I have a following data and I want to split the each row by delimiter into new rows.
Sample Data:
**Row No. | Data**
1 | abc,pqr,lmn,omr
2 | aaa,bbb,ccc,ddd
And the output should be:
**Row No. | Data**
1 | abc
2 | pqr
3 | lmn
4 | omr
5 | aaa
6 | bbb
6 | ccc
6 | ddd
I have a following code snippet but it only works for the first row.
SELECT * EXCEPT(c) REPLACE(c AS col)
FROM `project.dataset.table`,
UNNEST(SPLIT(col)) c;
CodePudding user response:
Use the following:
WITH myData AS (
select
id,
values
FROM
UNNEST([
STRUCT<id int, values string>(1, 'abc,pqr,lmn,omr'),
STRUCT<id int, values string>(2, 'aaa,bbb,ccc,ddd')
])
)
SELECT
id,
data
FROM myData,
UNNEST(SPLIT(values, ',')) AS data
ORDER BY id ASC
I start by just creating a sample temporary table with your test data. The gist of what you're looking for is there at the end. You're on the right track using UNNEST
to break out the elements of the array out to separate rows, but you were missing the SPLIT
function to actually break apart the individual values in the string by their comma delimiters.
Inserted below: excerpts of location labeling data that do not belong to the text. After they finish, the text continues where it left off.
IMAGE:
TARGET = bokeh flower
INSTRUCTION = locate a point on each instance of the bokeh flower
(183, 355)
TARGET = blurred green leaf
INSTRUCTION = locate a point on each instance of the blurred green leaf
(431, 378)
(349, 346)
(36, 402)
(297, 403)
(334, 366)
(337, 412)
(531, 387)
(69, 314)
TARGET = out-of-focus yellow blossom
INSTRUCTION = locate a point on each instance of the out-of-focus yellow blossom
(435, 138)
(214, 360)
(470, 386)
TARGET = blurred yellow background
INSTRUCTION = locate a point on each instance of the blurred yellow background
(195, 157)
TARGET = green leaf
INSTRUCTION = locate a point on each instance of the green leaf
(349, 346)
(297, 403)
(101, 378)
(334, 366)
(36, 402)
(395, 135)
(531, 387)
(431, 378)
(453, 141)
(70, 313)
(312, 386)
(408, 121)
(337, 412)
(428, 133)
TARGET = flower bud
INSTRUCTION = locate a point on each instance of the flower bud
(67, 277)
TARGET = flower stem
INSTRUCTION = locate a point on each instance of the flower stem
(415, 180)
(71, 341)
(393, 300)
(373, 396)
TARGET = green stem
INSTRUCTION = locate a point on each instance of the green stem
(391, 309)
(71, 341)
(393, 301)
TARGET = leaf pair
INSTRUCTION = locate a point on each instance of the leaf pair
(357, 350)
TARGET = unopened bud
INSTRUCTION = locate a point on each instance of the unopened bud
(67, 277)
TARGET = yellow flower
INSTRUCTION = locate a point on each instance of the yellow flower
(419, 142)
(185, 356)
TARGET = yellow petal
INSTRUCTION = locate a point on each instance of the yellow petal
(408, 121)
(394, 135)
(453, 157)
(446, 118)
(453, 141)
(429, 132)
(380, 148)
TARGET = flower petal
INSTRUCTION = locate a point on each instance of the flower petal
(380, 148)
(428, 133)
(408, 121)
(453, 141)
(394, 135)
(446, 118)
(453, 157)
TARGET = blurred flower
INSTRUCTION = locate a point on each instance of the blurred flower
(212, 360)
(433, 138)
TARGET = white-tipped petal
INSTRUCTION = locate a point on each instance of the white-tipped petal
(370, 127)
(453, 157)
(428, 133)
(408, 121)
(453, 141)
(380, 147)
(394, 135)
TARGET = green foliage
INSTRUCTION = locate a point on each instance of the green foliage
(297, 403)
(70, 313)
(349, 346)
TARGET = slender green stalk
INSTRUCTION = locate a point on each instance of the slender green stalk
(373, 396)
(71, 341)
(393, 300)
This query yields the following:
id | data |
---|---|
1 | abc |
1 | pqr |
1 | lmn |
1 | omr |
2 | aaa |
2 | bbb |
2 | ccc |
2 | ddd |
And for just a tweak on that - if you simply want a monotonically increasing number as the ID instead of it repeating as it does there (e.g. no need to link back to an ID), update your query to the following:
WITH myData AS (
select
id,
values
FROM
UNNEST([
STRUCT<id int, values string>(1, 'abc,pqr,lmn,omr'),
STRUCT<id int, values string>(2, 'aaa,bbb,ccc,ddd')
])
)
SELECT ROW_NUMBER() OVER() AS id,
data
FROM myData,
UNNEST(SPLIT(values, ',')) AS data
ORDER BY id ASC
Here I simply dropped use of the id
field in the SELECT expression and replaced with an incrementing row number that increments over all the records in the data set. This yields the following:
id | data |
---|---|
1 | abc |
2 | pqr |
3 | lmn |
4 | omr |
5 | aaa |
6 | bbb |
7 | ccc |
8 | ddd |